Re: [RFC] Avoid PIT SMP lockups

From: Zachary Amsden
Date: Mon Oct 16 2006 - 18:17:43 EST


S.Çag(lar Onur wrote:
12 Eki 2006 Per 10:28 tarihinde, Gerd Hoffmann s,unlar? yazm?s,t?:
Try switching the vmware configuration to "other OS". This turns off
os-specific binary patching. The alternatives code might have broken
assumptions vmware does about the linux kernel code ...

I did before, i tried these combinations

* Guest Os: Linux, Version: Other Linux 2.6.x kernel
* Guest Os: Linux, Version: Other Linux
* Guest Os: Other, Version: Other

all of them ends up with panic.

We don't do any binary patching. In general, most of the guest OS types turn on various performance hints or activate fairly expensive workarounds to known OS bugs, but they don't make the system less correct by limiting the functionality available to the OS kernel.

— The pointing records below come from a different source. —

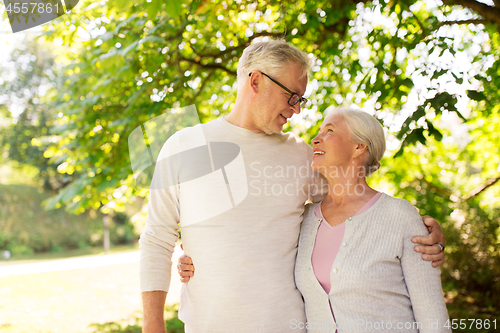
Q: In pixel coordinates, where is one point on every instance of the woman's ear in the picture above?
(360, 149)
(254, 81)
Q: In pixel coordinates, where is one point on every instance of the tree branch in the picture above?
(490, 13)
(208, 66)
(481, 188)
(472, 21)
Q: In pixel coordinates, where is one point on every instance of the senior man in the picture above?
(244, 255)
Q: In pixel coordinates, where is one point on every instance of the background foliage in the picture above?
(429, 70)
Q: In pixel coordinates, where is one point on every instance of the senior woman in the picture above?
(356, 267)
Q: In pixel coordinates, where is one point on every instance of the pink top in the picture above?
(327, 245)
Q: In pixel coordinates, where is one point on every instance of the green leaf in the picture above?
(173, 7)
(476, 95)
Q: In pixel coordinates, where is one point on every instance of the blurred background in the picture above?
(73, 89)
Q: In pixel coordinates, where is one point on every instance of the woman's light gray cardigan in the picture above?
(378, 282)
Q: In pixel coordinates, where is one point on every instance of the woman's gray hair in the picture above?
(271, 57)
(366, 129)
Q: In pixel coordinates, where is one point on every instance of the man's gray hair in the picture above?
(271, 57)
(366, 129)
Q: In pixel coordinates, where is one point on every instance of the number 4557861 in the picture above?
(32, 7)
(471, 323)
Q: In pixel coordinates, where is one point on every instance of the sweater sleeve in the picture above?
(158, 239)
(422, 280)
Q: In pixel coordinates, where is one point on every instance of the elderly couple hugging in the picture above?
(269, 262)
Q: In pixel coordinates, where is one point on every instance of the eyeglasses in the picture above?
(294, 97)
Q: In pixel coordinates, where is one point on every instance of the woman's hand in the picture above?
(432, 252)
(185, 267)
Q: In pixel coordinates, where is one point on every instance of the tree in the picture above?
(28, 81)
(418, 65)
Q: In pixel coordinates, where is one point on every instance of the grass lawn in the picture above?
(68, 301)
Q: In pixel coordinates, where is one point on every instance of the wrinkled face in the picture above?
(333, 147)
(273, 110)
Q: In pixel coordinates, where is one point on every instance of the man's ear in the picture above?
(255, 80)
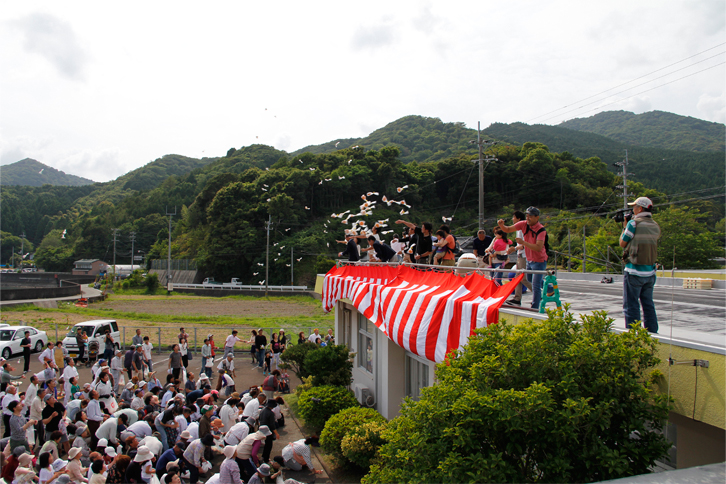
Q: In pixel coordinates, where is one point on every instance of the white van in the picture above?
(95, 329)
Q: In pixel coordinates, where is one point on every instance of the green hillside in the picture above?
(29, 172)
(655, 129)
(666, 170)
(418, 138)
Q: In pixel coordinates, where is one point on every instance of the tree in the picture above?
(550, 401)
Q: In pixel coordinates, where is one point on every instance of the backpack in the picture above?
(543, 229)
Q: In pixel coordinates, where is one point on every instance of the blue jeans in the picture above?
(638, 291)
(536, 280)
(162, 432)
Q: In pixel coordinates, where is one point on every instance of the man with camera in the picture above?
(640, 241)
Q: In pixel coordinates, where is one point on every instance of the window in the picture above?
(365, 343)
(417, 375)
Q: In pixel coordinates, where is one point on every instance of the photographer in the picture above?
(640, 239)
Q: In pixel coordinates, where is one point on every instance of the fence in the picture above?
(163, 337)
(176, 264)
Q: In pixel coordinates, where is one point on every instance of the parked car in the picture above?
(95, 330)
(11, 336)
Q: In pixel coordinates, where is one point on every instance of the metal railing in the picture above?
(229, 287)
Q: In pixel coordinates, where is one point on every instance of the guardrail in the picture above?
(240, 288)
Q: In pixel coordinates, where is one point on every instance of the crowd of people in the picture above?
(421, 245)
(126, 425)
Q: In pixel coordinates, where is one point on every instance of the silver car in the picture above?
(11, 336)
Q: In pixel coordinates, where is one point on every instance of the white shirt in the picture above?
(193, 429)
(146, 348)
(252, 409)
(140, 429)
(231, 340)
(6, 401)
(47, 353)
(226, 364)
(237, 433)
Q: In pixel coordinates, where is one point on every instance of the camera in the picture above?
(623, 215)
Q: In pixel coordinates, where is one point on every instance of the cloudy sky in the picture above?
(97, 89)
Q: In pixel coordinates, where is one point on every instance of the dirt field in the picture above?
(215, 316)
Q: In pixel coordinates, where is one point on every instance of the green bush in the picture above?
(293, 358)
(341, 424)
(330, 365)
(548, 401)
(152, 283)
(360, 445)
(329, 400)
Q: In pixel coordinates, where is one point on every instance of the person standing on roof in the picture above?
(640, 241)
(533, 240)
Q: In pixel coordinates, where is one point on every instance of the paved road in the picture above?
(698, 315)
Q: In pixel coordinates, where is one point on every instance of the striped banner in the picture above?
(427, 313)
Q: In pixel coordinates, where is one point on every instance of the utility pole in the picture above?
(267, 255)
(168, 259)
(114, 253)
(488, 159)
(132, 236)
(624, 165)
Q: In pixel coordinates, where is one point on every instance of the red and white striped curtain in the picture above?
(427, 313)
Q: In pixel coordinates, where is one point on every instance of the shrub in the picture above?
(152, 283)
(293, 358)
(330, 365)
(318, 404)
(360, 445)
(341, 424)
(552, 401)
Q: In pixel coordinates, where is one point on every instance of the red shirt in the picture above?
(529, 237)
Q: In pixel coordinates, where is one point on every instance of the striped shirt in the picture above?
(300, 449)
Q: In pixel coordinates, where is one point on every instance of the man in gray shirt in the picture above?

It sounds to me like an interrupt is firing in the alternatives code. Perhaps some callee is doing a raw local_irq_enable from somewhere inside here, or nobody took care to disable interrupts in the first place. You need to have interrupts disabled here.

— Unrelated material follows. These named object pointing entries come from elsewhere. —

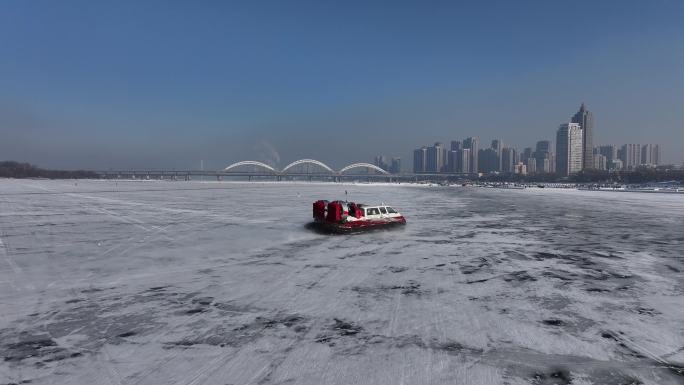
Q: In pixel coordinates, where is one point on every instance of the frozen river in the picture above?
(221, 283)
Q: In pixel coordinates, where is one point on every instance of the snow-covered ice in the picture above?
(105, 282)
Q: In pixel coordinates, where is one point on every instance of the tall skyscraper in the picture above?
(463, 161)
(610, 152)
(381, 161)
(488, 160)
(395, 168)
(631, 156)
(543, 156)
(508, 159)
(585, 119)
(473, 144)
(436, 158)
(569, 153)
(497, 145)
(650, 154)
(419, 159)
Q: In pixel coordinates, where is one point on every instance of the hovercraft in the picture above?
(343, 217)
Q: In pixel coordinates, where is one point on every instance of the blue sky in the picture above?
(165, 84)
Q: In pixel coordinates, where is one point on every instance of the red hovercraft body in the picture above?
(339, 216)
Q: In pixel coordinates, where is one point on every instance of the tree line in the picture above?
(12, 169)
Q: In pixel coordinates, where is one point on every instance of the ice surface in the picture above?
(105, 282)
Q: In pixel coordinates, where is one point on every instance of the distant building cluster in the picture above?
(574, 152)
(393, 165)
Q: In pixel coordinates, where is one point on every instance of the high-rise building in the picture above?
(473, 144)
(631, 156)
(436, 158)
(488, 160)
(463, 161)
(381, 161)
(569, 154)
(543, 155)
(526, 154)
(508, 159)
(452, 160)
(395, 167)
(520, 168)
(600, 162)
(497, 145)
(610, 152)
(419, 159)
(585, 119)
(650, 154)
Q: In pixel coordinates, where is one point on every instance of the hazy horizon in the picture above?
(168, 84)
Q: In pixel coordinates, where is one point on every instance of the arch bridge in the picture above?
(287, 169)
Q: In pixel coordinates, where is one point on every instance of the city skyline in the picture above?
(129, 85)
(569, 156)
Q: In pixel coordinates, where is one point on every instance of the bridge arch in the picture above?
(365, 165)
(250, 163)
(307, 161)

OMG! When did we start calling alternative_instructions from init with _after_ local_irq_enable()? This is totally wrong. Even on native hardware, you can be hit with a timer interrupt in this window where we are patching the kernel. It does not surprise me that you hit this repeatedly. It surprises me that other people don't! The kernel has managed to take enough time to get from the last timer IRQ (likely in lpj calibration, as you noted in the output) to the alternative patching point that 90% of the time, another timer IRQ is pending. This can happen on any machine, not just VMware, and I'm surprised it doesn't happen with other emulators as well.

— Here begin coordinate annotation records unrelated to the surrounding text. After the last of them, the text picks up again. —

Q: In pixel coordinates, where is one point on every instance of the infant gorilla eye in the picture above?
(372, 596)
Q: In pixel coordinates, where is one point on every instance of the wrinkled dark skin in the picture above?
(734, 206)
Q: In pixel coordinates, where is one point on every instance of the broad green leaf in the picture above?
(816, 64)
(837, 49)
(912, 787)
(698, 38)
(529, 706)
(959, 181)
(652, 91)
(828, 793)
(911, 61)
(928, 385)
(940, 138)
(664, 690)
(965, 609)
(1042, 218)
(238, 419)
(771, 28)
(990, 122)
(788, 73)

It might only happen with SMP because the difficulty of getting good enough TSC / timer IRQ synchronization during boot increases exponentially with SMP configurations. And it might pass 10% of the time because you were lucky enough not to fire off another timer interrupt yet.

My nasty quick patch might not apply - the only tree I've got is a very hacked 2.6.18-rc6-mm1+local-patches thing, but the fix should be obvious enough.

Zach diff -r 2b8ef2e0e25f arch/i386/kernel/alternative.c
--- a/arch/i386/kernel/alternative.c Mon Oct 16 02:30:58 2006 -0700
+++ b/arch/i386/kernel/alternative.c Mon Oct 16 02:34:29 2006 -0700
@@ -389,6 +389,7 @@ extern struct paravirt_patch *__start_pa

void __init alternative_instructions(void)
{
+ unsigned long flags;
if (no_replacement) {
printk(KERN_INFO "(SMP-)alternatives turned off\n");
free_init_pages("SMP alternatives",
@@ -396,6 +397,8 @@ void __init alternative_instructions(voi
(unsigned long)__smp_alt_end);
return;
}
+
+ local_irq_save(flags);
apply_alternatives(__alt_instructions, __alt_instructions_end);

/* switch to patch-once-at-boottime-only mode and free the
@@ -433,4 +436,5 @@ void __init alternative_instructions(voi
alternatives_smp_switch(0);
}
#endif
-}
+ local_irq_restore(flags);
+}